Raffles is housed in a local landmark building, a superb example of the great European resort hotels that flourished in Asia in the 1930s. The Grand Hotel d’Angkor opened its doors in 1932, when globe-trotting was glamorous and hotel developers strove to provide guests with luxury and refinement during their travels abroad. Word of the temples at Angkor Wat was getting around and Cambodia was welcoming more guests each year. All of High Society wanted to see the sights for themselves, and they needed somewhere to stay.
Bungalow culture was thriving but visitors wanted more. After long journeys, they desired luxury accommodations and pampering service, rooms that provide all the comforts and facilities of home with private balconies, bathrooms and inspiring views, and a restaurant and bar where travellers can share stories and laugh about each other’s exploits. Thay wanted a place where they could feel as welcome as family in far-off foreign places. And so the Grand Hotel d’Angkor came to be. And grand it was.
The main building is French Art Deco at its finest imbued with local style. The long corridors and repeating lines created a cosmopolitan atmosphere that was all the rage at the time. Early plans for 40 rooms quickly became 60, then more and more as demand increased and the travel industry boomed.

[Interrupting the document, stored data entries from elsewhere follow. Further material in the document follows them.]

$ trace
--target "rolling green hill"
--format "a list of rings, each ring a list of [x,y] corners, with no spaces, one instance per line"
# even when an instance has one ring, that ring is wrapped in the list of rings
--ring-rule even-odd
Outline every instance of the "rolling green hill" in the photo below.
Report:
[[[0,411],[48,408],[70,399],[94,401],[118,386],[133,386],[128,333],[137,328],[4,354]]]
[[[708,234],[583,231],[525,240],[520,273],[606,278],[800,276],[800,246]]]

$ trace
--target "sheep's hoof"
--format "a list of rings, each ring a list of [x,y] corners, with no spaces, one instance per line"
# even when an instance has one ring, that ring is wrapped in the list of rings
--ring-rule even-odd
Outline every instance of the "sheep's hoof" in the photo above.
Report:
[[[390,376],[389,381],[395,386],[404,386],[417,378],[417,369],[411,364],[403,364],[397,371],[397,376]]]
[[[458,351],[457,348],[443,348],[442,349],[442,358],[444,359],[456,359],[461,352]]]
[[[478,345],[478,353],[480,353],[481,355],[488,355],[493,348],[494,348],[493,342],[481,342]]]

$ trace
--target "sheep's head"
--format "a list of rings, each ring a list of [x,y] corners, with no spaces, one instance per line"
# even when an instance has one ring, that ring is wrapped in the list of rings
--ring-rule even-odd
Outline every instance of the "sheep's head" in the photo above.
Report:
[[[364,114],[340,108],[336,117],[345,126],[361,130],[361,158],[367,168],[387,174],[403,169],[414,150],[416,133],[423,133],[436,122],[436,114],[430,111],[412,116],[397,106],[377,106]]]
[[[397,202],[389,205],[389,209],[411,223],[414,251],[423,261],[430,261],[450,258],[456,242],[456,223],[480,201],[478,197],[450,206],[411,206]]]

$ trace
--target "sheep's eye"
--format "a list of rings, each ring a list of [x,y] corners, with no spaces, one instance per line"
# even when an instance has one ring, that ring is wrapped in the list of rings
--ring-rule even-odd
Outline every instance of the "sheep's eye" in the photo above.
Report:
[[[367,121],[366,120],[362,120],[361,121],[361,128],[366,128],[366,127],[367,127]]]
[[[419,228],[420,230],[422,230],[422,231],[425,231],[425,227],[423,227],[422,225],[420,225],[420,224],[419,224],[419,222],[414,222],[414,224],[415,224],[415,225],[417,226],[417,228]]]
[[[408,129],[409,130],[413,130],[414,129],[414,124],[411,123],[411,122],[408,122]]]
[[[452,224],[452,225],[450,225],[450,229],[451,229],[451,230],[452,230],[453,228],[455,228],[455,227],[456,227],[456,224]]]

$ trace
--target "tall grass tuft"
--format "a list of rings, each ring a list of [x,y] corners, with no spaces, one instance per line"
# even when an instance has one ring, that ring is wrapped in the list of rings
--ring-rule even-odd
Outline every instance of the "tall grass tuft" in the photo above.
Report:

The original timber elevator in the lobby has taken movie stars, prime ministers, iconic first ladies and sultans to their spacious guest rooms, each artfully decorated, no two alike. The halls, salons and gardens have set the stage for incredible joy and peaceful negotiations, having also witnessed unthinkable grief in more troubled times. They are said to have received the visitation of two highly revered figures of Cambodian folklore, the Big God and the Small God. Visit their shrine in the gardens to be blessed with good fortune. The statues also have an intriguing story to tell – just ask our resident historian who will be happy to fill you in on historic details and the mythology that Cambodians hold so dear.